Simultaneist interpretations of Marx's value theory are therefore
incompatible with his theory of the origin of profit. A choice
must be made.
In order to try to evade this choice, Ajit is trying to impose
extraneous conditions (first, equal profit rates, and now, no
negative net products). By employing such strategems, one can
certainly ensure that profit is positive if surplus-labor is
positive, and vice-versa. But, as I've noted already, this
simply does NOT imply that surplus-labor is necessary and
sufficient for positive profit. Rather, surplus-labor TOGETHER
WITH the extraneous conditions are necessary and sufficient for
profit.
That's something very different. That someone is an adult is
neither a necessary condition nor a sufficient condition for that
person to be female. If, however, I impose the extraneous
condition that the person is also a woman, then this condition
TOGETHER WITH the person's adult-ness is both necessary and
sufficient for the person to be female.
In any case, I'm happy to see that he has abandoned his objection
to my use of market prices to test the implications of theorems
that deal with profits under market prices.

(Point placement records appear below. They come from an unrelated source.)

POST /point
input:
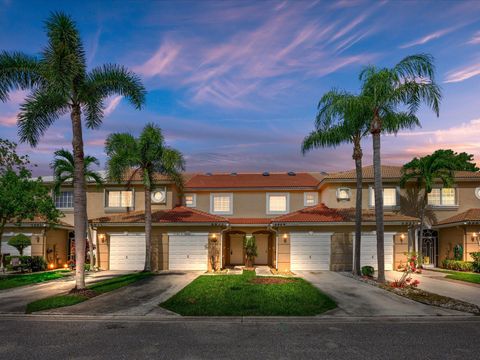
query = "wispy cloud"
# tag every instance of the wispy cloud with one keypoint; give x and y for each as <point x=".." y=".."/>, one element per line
<point x="463" y="73"/>
<point x="427" y="38"/>
<point x="233" y="71"/>
<point x="475" y="39"/>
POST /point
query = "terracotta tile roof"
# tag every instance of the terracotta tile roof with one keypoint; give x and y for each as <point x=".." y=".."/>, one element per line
<point x="41" y="220"/>
<point x="471" y="215"/>
<point x="317" y="213"/>
<point x="249" y="221"/>
<point x="321" y="213"/>
<point x="390" y="172"/>
<point x="252" y="180"/>
<point x="180" y="214"/>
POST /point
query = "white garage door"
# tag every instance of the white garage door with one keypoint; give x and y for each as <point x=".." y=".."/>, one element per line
<point x="187" y="251"/>
<point x="10" y="250"/>
<point x="369" y="250"/>
<point x="310" y="251"/>
<point x="127" y="252"/>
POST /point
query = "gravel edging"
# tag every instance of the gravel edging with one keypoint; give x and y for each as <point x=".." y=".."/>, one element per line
<point x="422" y="296"/>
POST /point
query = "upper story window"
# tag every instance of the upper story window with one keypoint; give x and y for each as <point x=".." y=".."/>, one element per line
<point x="64" y="200"/>
<point x="343" y="194"/>
<point x="119" y="198"/>
<point x="442" y="197"/>
<point x="389" y="197"/>
<point x="277" y="203"/>
<point x="190" y="200"/>
<point x="221" y="203"/>
<point x="310" y="199"/>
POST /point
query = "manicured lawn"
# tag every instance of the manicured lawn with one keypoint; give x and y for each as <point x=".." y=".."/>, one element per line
<point x="468" y="277"/>
<point x="92" y="291"/>
<point x="11" y="281"/>
<point x="240" y="295"/>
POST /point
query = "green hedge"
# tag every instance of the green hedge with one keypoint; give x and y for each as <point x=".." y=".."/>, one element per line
<point x="457" y="265"/>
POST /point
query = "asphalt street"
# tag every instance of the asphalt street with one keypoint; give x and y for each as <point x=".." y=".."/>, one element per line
<point x="98" y="338"/>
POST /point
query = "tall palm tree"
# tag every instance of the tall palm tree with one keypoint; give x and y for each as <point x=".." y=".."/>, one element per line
<point x="60" y="84"/>
<point x="431" y="169"/>
<point x="386" y="92"/>
<point x="342" y="118"/>
<point x="148" y="155"/>
<point x="63" y="166"/>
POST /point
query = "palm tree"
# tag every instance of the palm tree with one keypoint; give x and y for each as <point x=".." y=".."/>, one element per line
<point x="431" y="169"/>
<point x="63" y="166"/>
<point x="148" y="155"/>
<point x="341" y="119"/>
<point x="60" y="84"/>
<point x="386" y="91"/>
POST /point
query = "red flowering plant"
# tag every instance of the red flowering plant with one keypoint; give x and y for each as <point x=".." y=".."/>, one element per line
<point x="411" y="266"/>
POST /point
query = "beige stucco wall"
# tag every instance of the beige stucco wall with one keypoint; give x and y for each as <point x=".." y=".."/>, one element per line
<point x="250" y="203"/>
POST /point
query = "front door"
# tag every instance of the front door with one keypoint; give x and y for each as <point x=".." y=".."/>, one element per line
<point x="236" y="249"/>
<point x="262" y="249"/>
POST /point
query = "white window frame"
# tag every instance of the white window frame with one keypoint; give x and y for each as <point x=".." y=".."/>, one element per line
<point x="212" y="210"/>
<point x="349" y="191"/>
<point x="441" y="205"/>
<point x="194" y="199"/>
<point x="315" y="198"/>
<point x="371" y="203"/>
<point x="287" y="210"/>
<point x="117" y="208"/>
<point x="55" y="199"/>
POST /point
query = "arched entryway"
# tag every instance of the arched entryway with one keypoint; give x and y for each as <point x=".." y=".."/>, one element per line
<point x="234" y="252"/>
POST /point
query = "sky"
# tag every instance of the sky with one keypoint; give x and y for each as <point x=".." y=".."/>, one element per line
<point x="235" y="84"/>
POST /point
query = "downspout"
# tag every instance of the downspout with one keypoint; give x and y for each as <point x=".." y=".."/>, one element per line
<point x="221" y="244"/>
<point x="276" y="245"/>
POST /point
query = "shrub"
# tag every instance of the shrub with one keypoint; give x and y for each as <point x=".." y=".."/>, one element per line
<point x="368" y="271"/>
<point x="476" y="261"/>
<point x="457" y="265"/>
<point x="20" y="242"/>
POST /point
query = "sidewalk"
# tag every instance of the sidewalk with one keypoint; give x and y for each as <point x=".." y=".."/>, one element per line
<point x="15" y="300"/>
<point x="433" y="282"/>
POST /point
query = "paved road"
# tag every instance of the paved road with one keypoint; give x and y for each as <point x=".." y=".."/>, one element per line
<point x="15" y="300"/>
<point x="355" y="298"/>
<point x="140" y="298"/>
<point x="435" y="338"/>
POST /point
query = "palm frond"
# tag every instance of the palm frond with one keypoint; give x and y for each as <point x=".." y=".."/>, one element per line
<point x="38" y="112"/>
<point x="18" y="71"/>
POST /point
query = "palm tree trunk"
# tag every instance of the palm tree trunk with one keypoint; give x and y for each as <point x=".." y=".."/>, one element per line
<point x="357" y="156"/>
<point x="377" y="169"/>
<point x="148" y="229"/>
<point x="79" y="198"/>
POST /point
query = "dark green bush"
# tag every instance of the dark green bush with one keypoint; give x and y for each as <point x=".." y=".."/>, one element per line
<point x="476" y="261"/>
<point x="457" y="265"/>
<point x="368" y="271"/>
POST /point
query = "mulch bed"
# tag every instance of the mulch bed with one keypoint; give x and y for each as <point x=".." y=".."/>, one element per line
<point x="270" y="281"/>
<point x="84" y="292"/>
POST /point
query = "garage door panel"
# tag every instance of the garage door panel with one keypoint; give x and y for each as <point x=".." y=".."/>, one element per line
<point x="127" y="252"/>
<point x="310" y="251"/>
<point x="188" y="252"/>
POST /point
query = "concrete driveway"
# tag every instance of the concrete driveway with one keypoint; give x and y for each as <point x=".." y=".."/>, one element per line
<point x="15" y="300"/>
<point x="435" y="282"/>
<point x="140" y="298"/>
<point x="355" y="298"/>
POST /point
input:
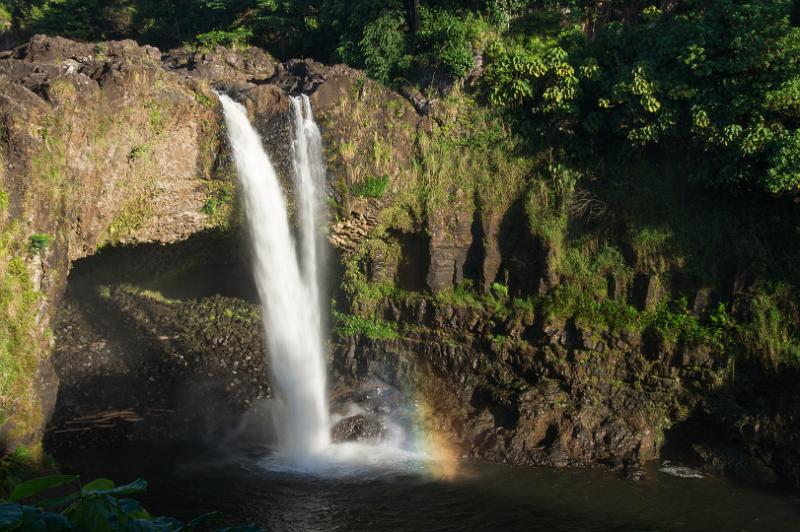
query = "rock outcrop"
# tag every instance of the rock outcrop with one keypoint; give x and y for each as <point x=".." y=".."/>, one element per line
<point x="116" y="143"/>
<point x="101" y="145"/>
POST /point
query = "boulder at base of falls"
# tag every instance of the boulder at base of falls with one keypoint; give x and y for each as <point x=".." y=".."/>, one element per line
<point x="358" y="428"/>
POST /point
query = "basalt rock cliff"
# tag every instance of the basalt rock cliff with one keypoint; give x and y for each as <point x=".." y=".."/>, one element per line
<point x="114" y="144"/>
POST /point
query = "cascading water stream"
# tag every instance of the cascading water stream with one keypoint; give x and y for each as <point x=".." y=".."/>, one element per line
<point x="287" y="281"/>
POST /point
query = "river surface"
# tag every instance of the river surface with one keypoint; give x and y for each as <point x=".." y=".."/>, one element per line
<point x="188" y="481"/>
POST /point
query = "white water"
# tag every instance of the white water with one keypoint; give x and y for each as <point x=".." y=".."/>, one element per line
<point x="287" y="281"/>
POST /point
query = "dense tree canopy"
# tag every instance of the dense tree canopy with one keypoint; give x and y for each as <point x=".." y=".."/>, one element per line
<point x="721" y="79"/>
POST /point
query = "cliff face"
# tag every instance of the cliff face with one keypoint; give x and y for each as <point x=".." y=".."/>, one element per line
<point x="448" y="266"/>
<point x="100" y="146"/>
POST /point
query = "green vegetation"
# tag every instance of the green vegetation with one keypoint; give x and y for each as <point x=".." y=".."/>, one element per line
<point x="19" y="351"/>
<point x="98" y="505"/>
<point x="373" y="187"/>
<point x="348" y="325"/>
<point x="38" y="242"/>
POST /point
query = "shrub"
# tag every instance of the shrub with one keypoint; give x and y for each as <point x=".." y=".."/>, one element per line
<point x="372" y="187"/>
<point x="351" y="325"/>
<point x="99" y="506"/>
<point x="231" y="39"/>
<point x="38" y="242"/>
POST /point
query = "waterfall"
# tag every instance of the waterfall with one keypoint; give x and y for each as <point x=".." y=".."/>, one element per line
<point x="287" y="276"/>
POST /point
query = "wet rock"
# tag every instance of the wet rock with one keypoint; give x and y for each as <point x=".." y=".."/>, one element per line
<point x="358" y="428"/>
<point x="451" y="237"/>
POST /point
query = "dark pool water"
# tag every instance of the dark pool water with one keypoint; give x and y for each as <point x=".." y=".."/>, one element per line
<point x="187" y="481"/>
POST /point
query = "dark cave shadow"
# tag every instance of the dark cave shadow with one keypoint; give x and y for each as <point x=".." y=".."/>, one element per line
<point x="135" y="367"/>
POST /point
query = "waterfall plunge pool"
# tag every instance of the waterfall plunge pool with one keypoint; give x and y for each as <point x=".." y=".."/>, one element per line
<point x="187" y="481"/>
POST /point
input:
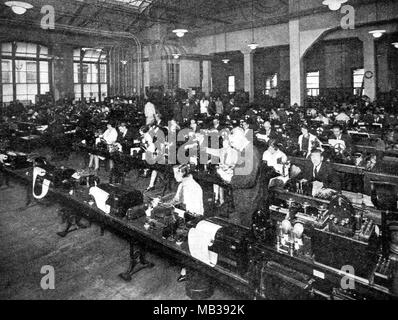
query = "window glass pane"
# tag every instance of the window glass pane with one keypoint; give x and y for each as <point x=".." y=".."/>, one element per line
<point x="104" y="91"/>
<point x="43" y="52"/>
<point x="31" y="72"/>
<point x="6" y="70"/>
<point x="22" y="89"/>
<point x="93" y="73"/>
<point x="103" y="73"/>
<point x="7" y="90"/>
<point x="231" y="84"/>
<point x="76" y="72"/>
<point x="7" y="93"/>
<point x="6" y="49"/>
<point x="44" y="88"/>
<point x="26" y="50"/>
<point x="86" y="71"/>
<point x="91" y="55"/>
<point x="44" y="72"/>
<point x="76" y="54"/>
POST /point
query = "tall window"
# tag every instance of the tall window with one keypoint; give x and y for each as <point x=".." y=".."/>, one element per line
<point x="271" y="83"/>
<point x="231" y="84"/>
<point x="313" y="83"/>
<point x="25" y="72"/>
<point x="357" y="80"/>
<point x="173" y="75"/>
<point x="90" y="74"/>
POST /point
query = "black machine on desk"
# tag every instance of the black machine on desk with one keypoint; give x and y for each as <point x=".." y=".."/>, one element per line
<point x="16" y="160"/>
<point x="121" y="200"/>
<point x="231" y="245"/>
<point x="313" y="233"/>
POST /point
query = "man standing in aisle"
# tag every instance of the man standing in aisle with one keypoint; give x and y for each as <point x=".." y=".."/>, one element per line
<point x="150" y="112"/>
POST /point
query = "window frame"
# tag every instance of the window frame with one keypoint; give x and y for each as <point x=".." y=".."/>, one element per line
<point x="101" y="86"/>
<point x="36" y="58"/>
<point x="312" y="92"/>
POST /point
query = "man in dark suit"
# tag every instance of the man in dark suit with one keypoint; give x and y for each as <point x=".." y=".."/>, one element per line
<point x="339" y="135"/>
<point x="125" y="137"/>
<point x="320" y="171"/>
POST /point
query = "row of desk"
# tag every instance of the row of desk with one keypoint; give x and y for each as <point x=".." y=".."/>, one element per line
<point x="142" y="241"/>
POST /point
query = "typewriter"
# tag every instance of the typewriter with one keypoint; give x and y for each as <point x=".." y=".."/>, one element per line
<point x="16" y="160"/>
<point x="121" y="200"/>
<point x="231" y="245"/>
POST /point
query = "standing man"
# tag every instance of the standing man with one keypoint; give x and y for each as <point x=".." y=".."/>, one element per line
<point x="246" y="180"/>
<point x="204" y="106"/>
<point x="150" y="112"/>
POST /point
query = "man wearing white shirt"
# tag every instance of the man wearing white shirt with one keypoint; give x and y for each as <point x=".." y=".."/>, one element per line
<point x="274" y="157"/>
<point x="110" y="134"/>
<point x="204" y="106"/>
<point x="150" y="112"/>
<point x="190" y="194"/>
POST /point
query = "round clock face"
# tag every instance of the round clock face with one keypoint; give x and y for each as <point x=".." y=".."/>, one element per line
<point x="368" y="74"/>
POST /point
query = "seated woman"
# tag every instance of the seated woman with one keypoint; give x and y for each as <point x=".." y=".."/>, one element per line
<point x="274" y="157"/>
<point x="190" y="194"/>
<point x="307" y="142"/>
<point x="94" y="159"/>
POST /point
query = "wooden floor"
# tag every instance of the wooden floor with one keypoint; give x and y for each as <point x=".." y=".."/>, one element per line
<point x="86" y="264"/>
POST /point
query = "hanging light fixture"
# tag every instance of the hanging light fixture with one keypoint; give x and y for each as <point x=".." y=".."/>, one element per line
<point x="225" y="60"/>
<point x="18" y="7"/>
<point x="334" y="5"/>
<point x="180" y="32"/>
<point x="377" y="33"/>
<point x="253" y="45"/>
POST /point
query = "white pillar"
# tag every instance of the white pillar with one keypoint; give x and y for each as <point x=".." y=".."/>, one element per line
<point x="249" y="74"/>
<point x="369" y="62"/>
<point x="206" y="81"/>
<point x="296" y="64"/>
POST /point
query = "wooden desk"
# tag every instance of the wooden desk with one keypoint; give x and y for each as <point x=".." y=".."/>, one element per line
<point x="142" y="240"/>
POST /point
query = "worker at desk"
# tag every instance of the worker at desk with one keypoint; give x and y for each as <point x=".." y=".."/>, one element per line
<point x="319" y="173"/>
<point x="246" y="179"/>
<point x="189" y="194"/>
<point x="339" y="141"/>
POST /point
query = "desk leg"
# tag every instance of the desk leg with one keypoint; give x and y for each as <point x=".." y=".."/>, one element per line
<point x="138" y="262"/>
<point x="29" y="195"/>
<point x="72" y="220"/>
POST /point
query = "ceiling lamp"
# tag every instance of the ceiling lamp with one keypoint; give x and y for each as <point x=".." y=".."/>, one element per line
<point x="334" y="5"/>
<point x="18" y="7"/>
<point x="253" y="45"/>
<point x="180" y="32"/>
<point x="377" y="33"/>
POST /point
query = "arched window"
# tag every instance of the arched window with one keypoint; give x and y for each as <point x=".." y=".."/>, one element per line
<point x="25" y="72"/>
<point x="90" y="74"/>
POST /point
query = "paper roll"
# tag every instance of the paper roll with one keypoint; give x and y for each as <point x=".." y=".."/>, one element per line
<point x="199" y="240"/>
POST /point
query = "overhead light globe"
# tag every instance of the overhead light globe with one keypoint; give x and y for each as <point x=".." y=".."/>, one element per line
<point x="18" y="7"/>
<point x="180" y="32"/>
<point x="253" y="45"/>
<point x="334" y="5"/>
<point x="377" y="33"/>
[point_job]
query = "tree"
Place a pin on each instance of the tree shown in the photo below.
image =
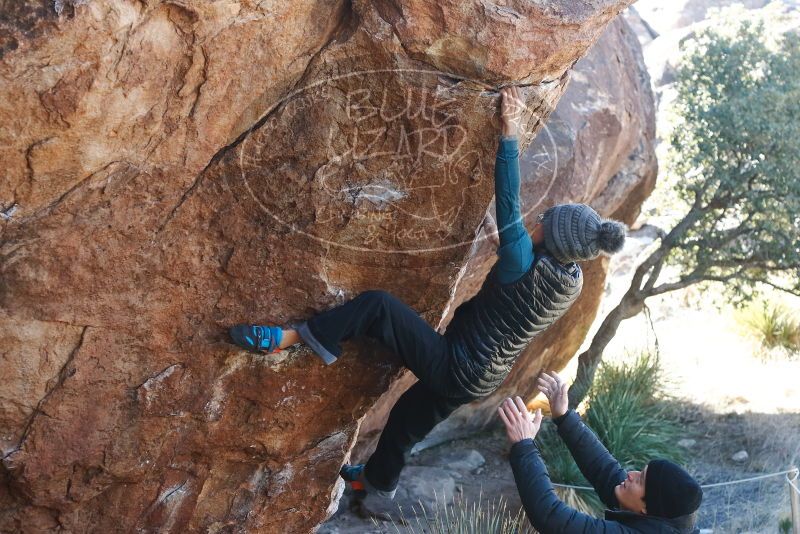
(735, 160)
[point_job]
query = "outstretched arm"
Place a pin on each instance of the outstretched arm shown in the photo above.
(516, 249)
(546, 512)
(599, 467)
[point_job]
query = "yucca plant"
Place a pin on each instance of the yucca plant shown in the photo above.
(773, 325)
(463, 516)
(627, 411)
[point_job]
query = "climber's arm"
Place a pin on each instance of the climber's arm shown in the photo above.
(516, 249)
(599, 467)
(544, 509)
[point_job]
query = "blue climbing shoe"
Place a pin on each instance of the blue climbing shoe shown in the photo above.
(257, 338)
(353, 475)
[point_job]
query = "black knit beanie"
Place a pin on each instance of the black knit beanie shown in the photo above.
(669, 491)
(575, 232)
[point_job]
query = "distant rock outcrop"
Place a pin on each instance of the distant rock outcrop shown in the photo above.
(173, 167)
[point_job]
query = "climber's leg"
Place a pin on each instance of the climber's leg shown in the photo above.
(414, 415)
(382, 316)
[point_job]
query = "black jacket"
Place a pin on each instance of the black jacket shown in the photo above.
(549, 515)
(489, 331)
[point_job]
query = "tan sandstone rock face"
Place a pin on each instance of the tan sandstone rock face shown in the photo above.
(598, 148)
(173, 168)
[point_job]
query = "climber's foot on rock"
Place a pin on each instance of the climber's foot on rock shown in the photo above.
(255, 338)
(368, 501)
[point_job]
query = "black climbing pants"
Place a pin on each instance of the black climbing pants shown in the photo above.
(424, 351)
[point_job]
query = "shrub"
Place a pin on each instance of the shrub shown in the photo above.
(467, 517)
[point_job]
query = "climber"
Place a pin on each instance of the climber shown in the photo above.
(533, 283)
(662, 497)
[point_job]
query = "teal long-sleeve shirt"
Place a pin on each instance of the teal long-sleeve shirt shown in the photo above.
(516, 249)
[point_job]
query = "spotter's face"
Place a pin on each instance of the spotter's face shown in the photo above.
(630, 492)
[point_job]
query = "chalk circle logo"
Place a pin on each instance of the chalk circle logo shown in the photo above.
(380, 149)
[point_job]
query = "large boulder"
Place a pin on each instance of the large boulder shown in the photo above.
(598, 148)
(171, 168)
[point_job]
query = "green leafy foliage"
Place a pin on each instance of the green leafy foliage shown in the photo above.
(626, 410)
(773, 325)
(735, 157)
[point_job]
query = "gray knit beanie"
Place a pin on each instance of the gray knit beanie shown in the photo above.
(575, 232)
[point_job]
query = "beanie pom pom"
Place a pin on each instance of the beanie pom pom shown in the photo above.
(611, 237)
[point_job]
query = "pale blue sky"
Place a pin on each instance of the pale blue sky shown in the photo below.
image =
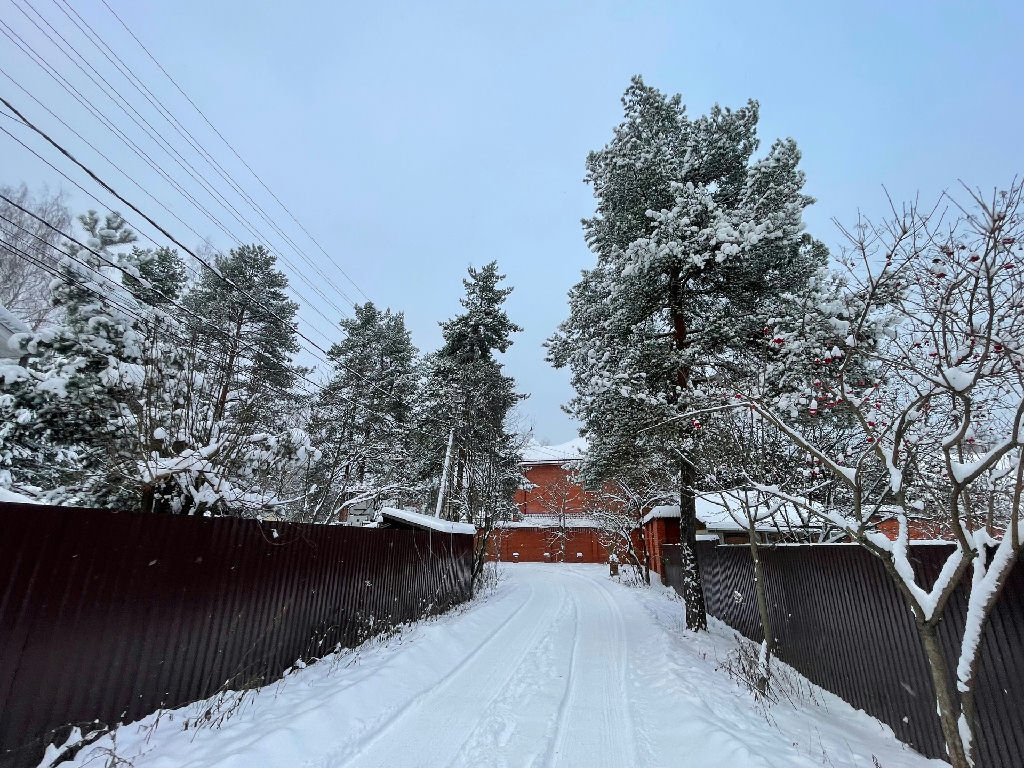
(416, 138)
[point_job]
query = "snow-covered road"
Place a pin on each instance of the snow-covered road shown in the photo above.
(557, 666)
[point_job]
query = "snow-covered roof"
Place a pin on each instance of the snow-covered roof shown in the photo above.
(663, 510)
(549, 521)
(10, 325)
(427, 521)
(11, 497)
(535, 453)
(716, 516)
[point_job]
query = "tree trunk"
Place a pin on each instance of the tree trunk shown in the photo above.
(221, 407)
(696, 612)
(764, 660)
(944, 696)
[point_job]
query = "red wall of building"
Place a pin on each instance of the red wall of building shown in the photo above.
(655, 532)
(555, 488)
(532, 544)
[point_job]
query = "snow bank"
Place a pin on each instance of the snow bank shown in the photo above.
(427, 521)
(12, 498)
(549, 521)
(556, 666)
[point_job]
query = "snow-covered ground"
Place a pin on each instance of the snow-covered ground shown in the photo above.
(556, 666)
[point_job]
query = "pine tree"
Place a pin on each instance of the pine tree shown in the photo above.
(244, 407)
(693, 242)
(71, 403)
(466, 402)
(361, 419)
(249, 329)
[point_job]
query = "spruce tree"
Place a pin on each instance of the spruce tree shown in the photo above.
(464, 410)
(693, 243)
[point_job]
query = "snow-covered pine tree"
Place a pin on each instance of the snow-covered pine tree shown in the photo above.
(71, 404)
(692, 242)
(466, 404)
(361, 420)
(243, 437)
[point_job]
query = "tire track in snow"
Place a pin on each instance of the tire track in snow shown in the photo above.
(557, 740)
(594, 725)
(438, 748)
(345, 752)
(514, 723)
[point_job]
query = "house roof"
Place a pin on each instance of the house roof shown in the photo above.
(535, 453)
(10, 325)
(428, 522)
(717, 516)
(548, 521)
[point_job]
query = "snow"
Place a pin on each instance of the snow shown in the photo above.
(660, 512)
(716, 516)
(549, 521)
(535, 453)
(10, 497)
(428, 521)
(557, 666)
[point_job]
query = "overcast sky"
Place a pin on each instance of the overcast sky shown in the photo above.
(413, 139)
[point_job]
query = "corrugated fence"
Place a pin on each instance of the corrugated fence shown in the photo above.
(105, 616)
(840, 622)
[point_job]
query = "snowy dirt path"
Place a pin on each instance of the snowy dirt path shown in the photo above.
(558, 667)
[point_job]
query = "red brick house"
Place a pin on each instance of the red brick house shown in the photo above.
(552, 524)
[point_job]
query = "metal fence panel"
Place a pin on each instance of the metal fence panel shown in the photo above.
(105, 616)
(840, 622)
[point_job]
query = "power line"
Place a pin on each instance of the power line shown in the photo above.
(101, 45)
(206, 264)
(244, 345)
(153, 223)
(233, 151)
(135, 117)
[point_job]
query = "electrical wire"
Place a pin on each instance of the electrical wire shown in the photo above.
(231, 147)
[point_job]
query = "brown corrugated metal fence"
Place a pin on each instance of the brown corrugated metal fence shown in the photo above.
(840, 621)
(105, 616)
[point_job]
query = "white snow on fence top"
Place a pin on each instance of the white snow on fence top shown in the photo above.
(427, 521)
(535, 453)
(11, 497)
(716, 516)
(549, 521)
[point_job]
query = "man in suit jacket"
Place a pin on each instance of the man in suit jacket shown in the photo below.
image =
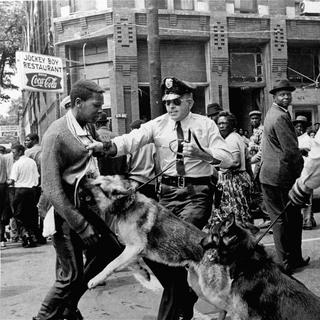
(281, 165)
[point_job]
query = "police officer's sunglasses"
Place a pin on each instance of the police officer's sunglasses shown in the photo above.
(176, 101)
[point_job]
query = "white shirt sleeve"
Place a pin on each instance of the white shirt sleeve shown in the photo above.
(14, 172)
(310, 176)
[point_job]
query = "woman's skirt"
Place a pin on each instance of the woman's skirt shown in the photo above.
(234, 193)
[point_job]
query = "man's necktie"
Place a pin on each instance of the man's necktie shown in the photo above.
(179, 160)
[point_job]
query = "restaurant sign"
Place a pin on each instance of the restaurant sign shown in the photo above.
(38, 72)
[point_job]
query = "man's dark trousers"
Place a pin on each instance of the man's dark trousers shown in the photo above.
(72, 275)
(287, 231)
(192, 203)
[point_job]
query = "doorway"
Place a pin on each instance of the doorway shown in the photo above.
(242, 100)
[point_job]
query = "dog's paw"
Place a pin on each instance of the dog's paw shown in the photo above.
(96, 281)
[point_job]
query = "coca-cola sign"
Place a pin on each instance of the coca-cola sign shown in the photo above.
(39, 72)
(43, 81)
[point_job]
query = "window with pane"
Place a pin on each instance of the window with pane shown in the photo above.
(246, 67)
(184, 4)
(245, 6)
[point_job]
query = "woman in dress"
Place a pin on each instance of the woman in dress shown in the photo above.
(234, 183)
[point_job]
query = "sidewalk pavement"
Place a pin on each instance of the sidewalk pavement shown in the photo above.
(27, 274)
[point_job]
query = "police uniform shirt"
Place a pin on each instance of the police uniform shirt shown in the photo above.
(162, 131)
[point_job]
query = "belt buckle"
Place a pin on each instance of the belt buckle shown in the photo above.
(181, 182)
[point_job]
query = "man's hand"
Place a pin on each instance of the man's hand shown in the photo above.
(190, 149)
(107, 148)
(95, 146)
(299, 197)
(89, 236)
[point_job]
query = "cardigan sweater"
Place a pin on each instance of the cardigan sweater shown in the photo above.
(63, 158)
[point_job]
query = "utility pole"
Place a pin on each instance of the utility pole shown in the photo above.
(154, 60)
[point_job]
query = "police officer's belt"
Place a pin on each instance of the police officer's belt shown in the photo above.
(180, 182)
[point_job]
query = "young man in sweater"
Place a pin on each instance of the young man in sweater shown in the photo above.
(65, 159)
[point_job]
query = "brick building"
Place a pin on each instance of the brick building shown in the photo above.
(233, 50)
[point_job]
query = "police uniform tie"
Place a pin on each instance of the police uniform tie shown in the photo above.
(179, 159)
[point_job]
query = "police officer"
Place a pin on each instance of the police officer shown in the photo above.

Now to the technicalities. Ajit writes:
"First of all, in the example you give below, the production
price ratio of
the two commodities is not 1:1 as you suggest, but it is: the
price of
bread in terms of wheat is equal to 1.00009."
No, this is wrong. I suggest that Ajit re-check his figures.
Ajit:
"In both the examples, that is the example in this post as well
as the
earlier one, your given systems are irreproducible, and that's
the source
of your results."
If "irreproducible" means that a negative net product of some
good is produced, this is correct. That is indeed the source of
my results.
If, however, "irreproducible" means that an economy could not
reproduce itself in the long run if it had the technical
coefficients implicit in the example, the statement is false.
Ajit:
"For example, in your earlier example, the system needs 104
units of wheat for simple reproduction but produces only 101
units of
wheat. The system cannot go on reproducing itself. Similarly, in
your
current example your system needs 20,000 units of wheat as input
but
produces only 10001 units of wheat (I have scaled down your first
equation
by 100 to make it clear--in your original example it will take a
bit longer
time for the wheat sector to wind down to nothing)."
Again, this is false. Simple or expanded reproduction on the
basis of the technical coefficients implicit in the example is
quite possible.
I have already posted an example in which some net product is
negative in each and every period, yet expanded reproduction
occurs indefinitely. Although surplus-labor is always positive
in the example, "profit" as defined by simultaneism is negative
in each period. Moreover, the percentage deviation of prices
from production prices is always very small.
Ajit:
"Nobody works out properties of an economic system which is
structurally irreproducible."
Well, again it depends on what is meant by "irreproducible." The
economy of my example is perfectly capable of reproduction in the
long run. Some net products are negative, but I would hope that
people would find it important to work out the properties of such
economic systems, because ALL (actual) economic systems produce
some negative net products.
And even were Ajit right that reproduction requires all-positive
net products, this would still be an evasion of the question at
hand -- the necessity and sufficiency of surplus-labor for
positive profit. Again, if "reproducibility" must be smuggled
in, in order for positive profit and positive surplus-labor to
coincide, then surplus-labor itself isn't necessary or sufficient
for positive profit. In contrast, the TSS interpretation of
Marx's value theory implies that -- under completely general
conditions, no strings attached -- surplus-labor is indeed
necessary and sufficient for (real) profit to be positive.
Your choice.
Andrew ("Drewk") Kliman Home:
Dept. of Social Sciences 60 W. 76th St., #4E
Pace University New York, NY 10023
Pleasantville, NY 10570
(914) 773-3951 Andrew_Kliman@msn.com
"... the *practice* of philosophy is itself *theoretical.* It is
the *critique* that measures the individual existence by the
essence, the particular reality by the Idea." -- K.M.